The next analysis will be similar but with market capitalization instead of stock price.

Once again it is shown that the average market capitalization for companies with companies having higher scores averaging higher market capitalization than those with lower scores.

Volume by Score

Now I will show the results of basically the same analysis but with average volume. This will show if worse climate scored companies are being traded more often or less often than better scored companies. If they on average are traded more than this could indicate that the general public makes similar environmental choices as the DCF.

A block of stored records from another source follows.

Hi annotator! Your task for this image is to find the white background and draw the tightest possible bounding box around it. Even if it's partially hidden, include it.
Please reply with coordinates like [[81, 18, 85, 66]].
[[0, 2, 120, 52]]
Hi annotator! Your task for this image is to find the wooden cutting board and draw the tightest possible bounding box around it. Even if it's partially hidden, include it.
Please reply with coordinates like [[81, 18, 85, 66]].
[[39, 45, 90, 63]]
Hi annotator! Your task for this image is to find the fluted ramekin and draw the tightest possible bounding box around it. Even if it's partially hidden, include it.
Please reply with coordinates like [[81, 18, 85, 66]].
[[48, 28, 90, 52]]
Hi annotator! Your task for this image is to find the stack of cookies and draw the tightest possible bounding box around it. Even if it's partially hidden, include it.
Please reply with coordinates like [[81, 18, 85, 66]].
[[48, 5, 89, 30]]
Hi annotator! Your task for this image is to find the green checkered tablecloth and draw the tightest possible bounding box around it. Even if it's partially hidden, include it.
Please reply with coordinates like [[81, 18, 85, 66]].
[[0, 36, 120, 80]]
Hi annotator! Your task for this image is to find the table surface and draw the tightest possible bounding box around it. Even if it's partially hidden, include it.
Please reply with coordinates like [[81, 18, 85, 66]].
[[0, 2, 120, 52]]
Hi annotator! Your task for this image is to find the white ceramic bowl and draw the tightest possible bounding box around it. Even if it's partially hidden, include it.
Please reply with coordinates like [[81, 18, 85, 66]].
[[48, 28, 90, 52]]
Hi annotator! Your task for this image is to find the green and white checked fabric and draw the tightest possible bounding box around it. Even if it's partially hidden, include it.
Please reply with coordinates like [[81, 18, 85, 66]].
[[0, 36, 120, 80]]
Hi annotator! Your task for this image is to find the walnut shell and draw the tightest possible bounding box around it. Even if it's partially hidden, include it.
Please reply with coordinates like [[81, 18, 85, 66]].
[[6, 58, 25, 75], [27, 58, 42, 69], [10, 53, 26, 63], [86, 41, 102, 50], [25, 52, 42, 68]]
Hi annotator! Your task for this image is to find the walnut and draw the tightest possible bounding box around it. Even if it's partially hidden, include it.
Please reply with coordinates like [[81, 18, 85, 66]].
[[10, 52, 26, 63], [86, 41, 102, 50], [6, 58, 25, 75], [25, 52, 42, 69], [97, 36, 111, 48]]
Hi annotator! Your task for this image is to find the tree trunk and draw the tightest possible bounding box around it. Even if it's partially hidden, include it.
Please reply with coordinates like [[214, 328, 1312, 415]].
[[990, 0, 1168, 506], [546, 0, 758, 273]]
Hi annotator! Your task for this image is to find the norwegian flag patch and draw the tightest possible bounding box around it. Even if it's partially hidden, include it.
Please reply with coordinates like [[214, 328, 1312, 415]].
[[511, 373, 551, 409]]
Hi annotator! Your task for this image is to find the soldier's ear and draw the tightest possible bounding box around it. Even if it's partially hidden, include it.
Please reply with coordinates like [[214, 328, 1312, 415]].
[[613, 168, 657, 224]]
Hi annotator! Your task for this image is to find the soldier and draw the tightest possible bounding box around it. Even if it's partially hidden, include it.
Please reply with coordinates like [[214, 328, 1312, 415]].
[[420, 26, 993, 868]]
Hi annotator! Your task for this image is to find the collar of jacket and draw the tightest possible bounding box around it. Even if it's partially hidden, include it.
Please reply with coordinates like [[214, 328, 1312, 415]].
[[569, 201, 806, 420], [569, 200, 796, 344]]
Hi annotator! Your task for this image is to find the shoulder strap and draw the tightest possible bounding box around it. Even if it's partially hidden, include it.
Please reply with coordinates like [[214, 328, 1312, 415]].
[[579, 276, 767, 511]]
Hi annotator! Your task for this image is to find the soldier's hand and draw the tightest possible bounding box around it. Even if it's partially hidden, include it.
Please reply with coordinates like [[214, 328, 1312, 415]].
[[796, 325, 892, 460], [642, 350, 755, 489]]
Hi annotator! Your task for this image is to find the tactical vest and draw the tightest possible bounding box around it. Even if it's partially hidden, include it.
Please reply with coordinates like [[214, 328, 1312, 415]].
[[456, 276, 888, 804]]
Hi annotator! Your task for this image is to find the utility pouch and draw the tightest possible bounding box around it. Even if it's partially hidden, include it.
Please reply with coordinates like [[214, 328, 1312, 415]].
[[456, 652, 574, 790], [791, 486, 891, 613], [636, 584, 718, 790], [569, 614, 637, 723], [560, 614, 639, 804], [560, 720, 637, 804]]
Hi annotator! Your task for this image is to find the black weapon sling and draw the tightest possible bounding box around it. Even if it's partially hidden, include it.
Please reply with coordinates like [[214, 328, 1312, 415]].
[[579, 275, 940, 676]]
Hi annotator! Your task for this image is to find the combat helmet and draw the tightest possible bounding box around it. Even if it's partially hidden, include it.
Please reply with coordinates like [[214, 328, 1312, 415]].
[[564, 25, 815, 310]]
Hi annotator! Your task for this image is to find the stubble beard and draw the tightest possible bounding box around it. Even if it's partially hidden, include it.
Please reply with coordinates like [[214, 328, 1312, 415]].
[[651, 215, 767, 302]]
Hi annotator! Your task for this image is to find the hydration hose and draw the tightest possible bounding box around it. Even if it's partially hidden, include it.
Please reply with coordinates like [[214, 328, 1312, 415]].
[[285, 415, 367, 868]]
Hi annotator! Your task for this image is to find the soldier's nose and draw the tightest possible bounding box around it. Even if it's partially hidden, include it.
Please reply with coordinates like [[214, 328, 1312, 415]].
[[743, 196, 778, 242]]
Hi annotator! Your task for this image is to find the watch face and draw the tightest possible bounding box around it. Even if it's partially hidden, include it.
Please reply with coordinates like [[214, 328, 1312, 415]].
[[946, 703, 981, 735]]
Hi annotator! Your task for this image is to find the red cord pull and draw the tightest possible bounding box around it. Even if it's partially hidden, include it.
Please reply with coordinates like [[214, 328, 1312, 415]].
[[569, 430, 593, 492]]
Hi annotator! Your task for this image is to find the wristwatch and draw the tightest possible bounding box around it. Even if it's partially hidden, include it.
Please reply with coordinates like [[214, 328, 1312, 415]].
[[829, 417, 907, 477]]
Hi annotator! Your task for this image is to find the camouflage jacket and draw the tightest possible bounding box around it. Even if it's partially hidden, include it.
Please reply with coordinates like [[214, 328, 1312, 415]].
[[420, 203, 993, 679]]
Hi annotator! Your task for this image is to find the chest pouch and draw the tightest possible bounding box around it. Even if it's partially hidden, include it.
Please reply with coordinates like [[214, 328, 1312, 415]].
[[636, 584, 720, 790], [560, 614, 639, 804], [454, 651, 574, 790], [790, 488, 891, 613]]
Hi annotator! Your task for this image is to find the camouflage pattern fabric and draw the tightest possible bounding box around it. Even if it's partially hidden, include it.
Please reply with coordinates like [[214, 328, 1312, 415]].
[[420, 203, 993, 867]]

For sake of the graph looking normal, 4 stocks with above 50 million average volume were removed. 3 of the stocks were rated between B and A while the 4th was null. This shows that most of the trades of these stocks happens between the higher rated climate companies. This would mean that most people are conscious of their investing decisions when it comes to the environment. But this is only a sample of 41 out of the thousands of stocks publicly available. So, further analysis of a larger sample would be required for a better conclusion. Also considering that the DCF seems to be choosing stocks based on an environmental view would already limit the lower scored companies.

P/E and Dividend by Score

further analysis of P/E ratio and Dividend yield percentage will be compared to climate score as well to essentially search for the same thing.

Lower scoring companies seem to be better priced than higher scoring ones.

This seems to be the first box plot that has an even result. The lower scored companies do seem to be on par if not higher paying dividend companies than the higher scored companies. But all of the other analysis outweighs this one.

Conclusion

DCF seems to select its holdings very carefully when considering the environment. While they do have a few holdings with lower rated scores, C or lower, which make up 14.63% of their holdings. The other 85.36% of their holdings are scored B or above. Meaning they do fallow the beliefs of the catholic church in keeping our environment safe and clean when considering holdings to choose.

Other Analysis

Market Cap by Employees

Market capitalization by number of employees.

5 stocks were excluded because they either had less than 10,000 employees or more than 1.5 million employees.

It seems that companies with more employees have the same market capitalization as companies that have less employees. There are some outliers with fewer employees and huge market capitalization as well. This could be hard to determine because some of these companies, like amazon, need a huge number of employees to run their company while another company like Google is mainly software and not manufacturing or transporting anything so they do not need as many employees.